Geopolitical conflicts deepen the dilemma for ESG investors
Current global conflicts further complicate ESG investor decision-making regarding ethical investments in defense stocks. The Gaza crisis complicated the situation especially in the USA, where only 32 percent of Americans supported Israeli military actions in August 2025. This shift influenced ethical fund flows by excluding defense suppliers like Lockheed Martin and Raytheon supplying systems to Israel.
Conversely, Swedish defense company Saab benefited from supporting Ukrainian defense and recorded growth in shareholder numbers from 45-50 thousand before the war to more than 175 thousand. Different perceptions of individual conflicts thus create inconsistent approaches to defense investments in ethical funds.

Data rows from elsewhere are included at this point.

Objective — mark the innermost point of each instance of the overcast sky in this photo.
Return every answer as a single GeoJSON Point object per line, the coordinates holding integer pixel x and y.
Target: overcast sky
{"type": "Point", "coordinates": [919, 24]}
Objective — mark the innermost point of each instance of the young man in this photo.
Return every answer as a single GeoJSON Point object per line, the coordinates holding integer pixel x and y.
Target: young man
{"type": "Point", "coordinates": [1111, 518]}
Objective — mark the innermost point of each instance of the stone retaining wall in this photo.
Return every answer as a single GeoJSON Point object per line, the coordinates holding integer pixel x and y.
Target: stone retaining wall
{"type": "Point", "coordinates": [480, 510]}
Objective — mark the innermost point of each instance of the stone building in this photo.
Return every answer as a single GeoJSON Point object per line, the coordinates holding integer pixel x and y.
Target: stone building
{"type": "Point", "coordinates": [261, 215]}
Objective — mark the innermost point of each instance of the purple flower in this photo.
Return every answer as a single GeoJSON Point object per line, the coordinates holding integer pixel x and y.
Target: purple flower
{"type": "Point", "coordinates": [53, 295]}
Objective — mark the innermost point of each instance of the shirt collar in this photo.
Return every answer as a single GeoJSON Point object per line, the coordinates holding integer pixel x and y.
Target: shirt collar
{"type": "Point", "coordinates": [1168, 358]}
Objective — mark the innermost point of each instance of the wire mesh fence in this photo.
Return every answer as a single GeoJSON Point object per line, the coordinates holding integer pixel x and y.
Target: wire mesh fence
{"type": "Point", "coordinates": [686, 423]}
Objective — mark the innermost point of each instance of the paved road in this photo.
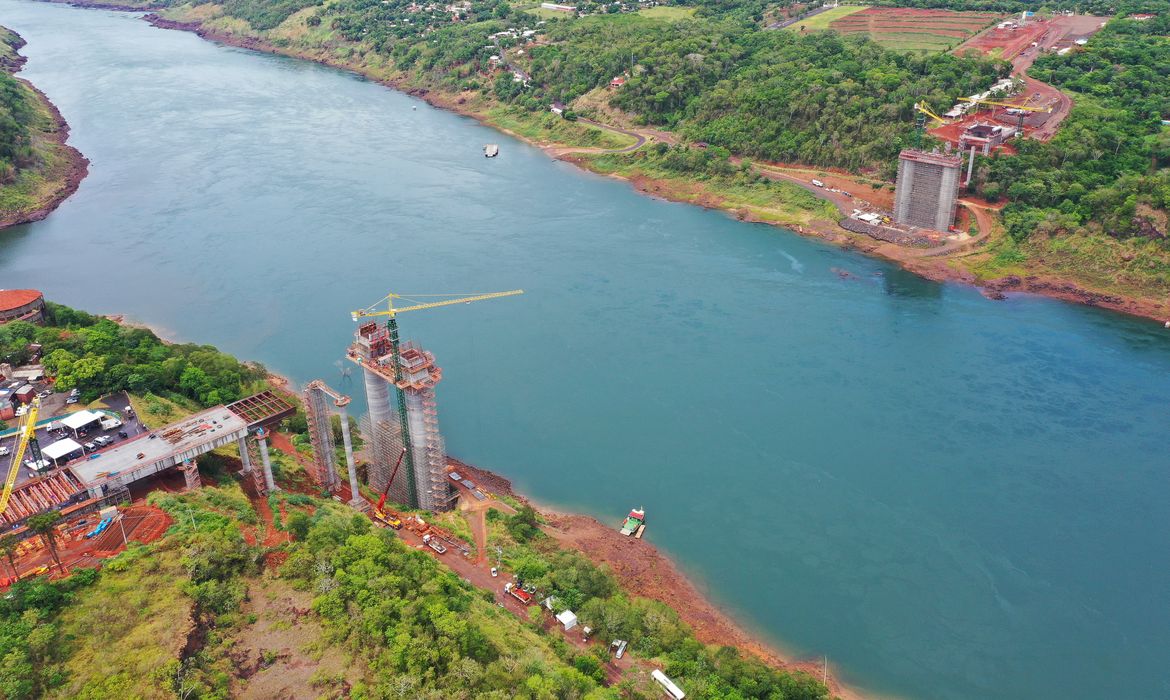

ESG investing seeks new balance between ethics and reality
The current transformation of ESG funds reflects the fundamental question of how to reconcile ethical principles with geopolitical reality. If all Article 8 funds invested 5 percent of assets and Article 6 funds invested 10 percent into the EU defense sector, it would correspond exactly to the 800 billion euro ReArm EU plan.
Investors thus face a paradox between traditional ethical criteria and national security needs. While 60 percent of investments for European defense companies still come from American financiers, European ESG investors are gradually reassessing their positions. The question remains whether current adaptation represents a temporary response to crisis periods or permanent paradigm change in ethical investing.